数値だけを見ると、フランスが断トツ1位だ。では、フランスで観光客が一番多く訪れている場所はどこだろうか。これは簡単だ。エッフェル塔だ。鉄製の巨人、エッフェル塔がフランスの観光名所の1位になっているが、これは少し逆説的に感じられる。

この塔は1898年に万博を記念するために建てられたが、当時、パリの文化人や芸術家は皆、声をそろえて反対した。万博が終わって一定の期間が過ぎたら、必ず撤去すると約束してから建てたという。しかし、今では世界の人々に最も愛されている観光名所になっているのだから本当に不思議だ。
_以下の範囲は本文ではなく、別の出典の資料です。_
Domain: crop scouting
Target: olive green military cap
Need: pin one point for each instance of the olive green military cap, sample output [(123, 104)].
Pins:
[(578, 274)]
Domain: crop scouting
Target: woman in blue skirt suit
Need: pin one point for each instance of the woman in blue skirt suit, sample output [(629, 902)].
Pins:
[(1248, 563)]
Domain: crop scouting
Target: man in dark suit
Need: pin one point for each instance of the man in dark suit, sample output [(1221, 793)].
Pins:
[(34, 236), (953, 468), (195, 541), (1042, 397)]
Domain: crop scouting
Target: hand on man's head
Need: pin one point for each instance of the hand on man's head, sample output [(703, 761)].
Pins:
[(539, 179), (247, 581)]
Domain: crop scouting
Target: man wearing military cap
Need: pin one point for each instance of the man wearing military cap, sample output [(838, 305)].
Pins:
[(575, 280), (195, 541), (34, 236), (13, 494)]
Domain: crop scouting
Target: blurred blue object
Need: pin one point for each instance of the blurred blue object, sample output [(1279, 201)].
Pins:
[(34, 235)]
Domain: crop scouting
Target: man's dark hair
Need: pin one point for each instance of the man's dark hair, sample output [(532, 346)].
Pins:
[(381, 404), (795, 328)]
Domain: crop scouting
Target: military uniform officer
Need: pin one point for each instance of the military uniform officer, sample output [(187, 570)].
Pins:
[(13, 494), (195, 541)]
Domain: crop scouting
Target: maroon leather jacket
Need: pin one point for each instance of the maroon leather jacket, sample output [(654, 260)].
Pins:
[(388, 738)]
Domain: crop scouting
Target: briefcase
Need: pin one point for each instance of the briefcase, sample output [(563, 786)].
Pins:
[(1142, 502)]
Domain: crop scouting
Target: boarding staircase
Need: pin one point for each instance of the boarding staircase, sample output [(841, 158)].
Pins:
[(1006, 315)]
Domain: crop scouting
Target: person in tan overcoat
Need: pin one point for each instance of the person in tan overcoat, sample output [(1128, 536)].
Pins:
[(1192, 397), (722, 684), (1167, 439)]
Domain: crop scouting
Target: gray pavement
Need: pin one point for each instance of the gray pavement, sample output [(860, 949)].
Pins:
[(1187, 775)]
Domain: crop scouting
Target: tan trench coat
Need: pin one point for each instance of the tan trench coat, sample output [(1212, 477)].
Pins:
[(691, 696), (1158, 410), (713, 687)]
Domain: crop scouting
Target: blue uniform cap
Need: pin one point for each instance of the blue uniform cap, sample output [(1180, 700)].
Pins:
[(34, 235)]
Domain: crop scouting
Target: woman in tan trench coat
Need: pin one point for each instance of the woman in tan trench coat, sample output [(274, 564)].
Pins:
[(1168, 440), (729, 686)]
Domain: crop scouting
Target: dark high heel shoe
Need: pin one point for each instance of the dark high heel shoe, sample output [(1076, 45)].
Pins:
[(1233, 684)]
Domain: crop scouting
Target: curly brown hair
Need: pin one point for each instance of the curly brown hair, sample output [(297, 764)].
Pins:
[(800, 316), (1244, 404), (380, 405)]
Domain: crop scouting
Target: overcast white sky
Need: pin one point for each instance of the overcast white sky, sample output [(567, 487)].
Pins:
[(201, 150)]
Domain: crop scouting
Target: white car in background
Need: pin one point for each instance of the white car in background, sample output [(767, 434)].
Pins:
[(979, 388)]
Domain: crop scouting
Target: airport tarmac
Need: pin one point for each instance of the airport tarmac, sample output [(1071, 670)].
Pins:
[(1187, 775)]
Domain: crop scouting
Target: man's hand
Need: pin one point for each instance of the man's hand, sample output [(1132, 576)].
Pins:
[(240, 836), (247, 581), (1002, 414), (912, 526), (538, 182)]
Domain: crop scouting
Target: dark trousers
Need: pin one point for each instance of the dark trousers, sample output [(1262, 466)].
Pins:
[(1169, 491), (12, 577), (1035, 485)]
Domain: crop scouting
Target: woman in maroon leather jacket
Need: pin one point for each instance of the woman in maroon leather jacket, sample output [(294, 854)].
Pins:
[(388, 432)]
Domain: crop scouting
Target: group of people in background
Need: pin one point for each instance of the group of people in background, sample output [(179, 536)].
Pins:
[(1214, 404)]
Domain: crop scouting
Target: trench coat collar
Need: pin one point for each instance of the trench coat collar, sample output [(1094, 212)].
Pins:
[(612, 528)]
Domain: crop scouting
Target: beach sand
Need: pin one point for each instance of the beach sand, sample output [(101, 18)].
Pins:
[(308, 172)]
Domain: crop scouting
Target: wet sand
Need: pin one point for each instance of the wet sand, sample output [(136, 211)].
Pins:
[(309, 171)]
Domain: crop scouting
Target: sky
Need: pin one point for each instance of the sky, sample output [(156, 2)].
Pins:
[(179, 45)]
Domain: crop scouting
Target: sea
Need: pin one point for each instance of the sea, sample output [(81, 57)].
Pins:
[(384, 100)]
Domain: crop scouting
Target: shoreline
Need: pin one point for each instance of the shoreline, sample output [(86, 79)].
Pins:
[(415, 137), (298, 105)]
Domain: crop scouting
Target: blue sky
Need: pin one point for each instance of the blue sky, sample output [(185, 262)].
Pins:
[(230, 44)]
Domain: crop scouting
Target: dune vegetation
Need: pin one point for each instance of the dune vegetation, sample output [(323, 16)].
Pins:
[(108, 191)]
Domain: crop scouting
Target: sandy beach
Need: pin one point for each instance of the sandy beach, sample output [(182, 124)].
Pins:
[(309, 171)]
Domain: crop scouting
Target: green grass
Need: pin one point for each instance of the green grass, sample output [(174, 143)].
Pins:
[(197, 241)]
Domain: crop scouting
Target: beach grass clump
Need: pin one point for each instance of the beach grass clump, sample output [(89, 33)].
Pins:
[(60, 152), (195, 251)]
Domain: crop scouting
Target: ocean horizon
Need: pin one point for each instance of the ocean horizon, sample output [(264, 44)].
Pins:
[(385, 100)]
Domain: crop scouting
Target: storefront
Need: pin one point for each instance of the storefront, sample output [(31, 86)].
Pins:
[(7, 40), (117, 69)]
醜い建物が名物になるという、この現象に由来した心理学用語が「エッフェル塔効果(Eiffel Tower Effect)」だ。いくら醜いものでもたくさん接していると愛情が芽生えて、親近感を覚えるようになる現象をエッフェル塔効果と言う。

遠い親戚よりも近くの他人ということわざも、エッフェル塔効果と意味が似ている。実際に広告主はこのエッフェル塔効果に期待して、持続的にそして反復的に商品の広告を流している。たくさん接するほど認知度も高くなり、愛情も出てくるため、資金の問題さえなければ、広告を沢山流せるほど広告主にはメリットがある。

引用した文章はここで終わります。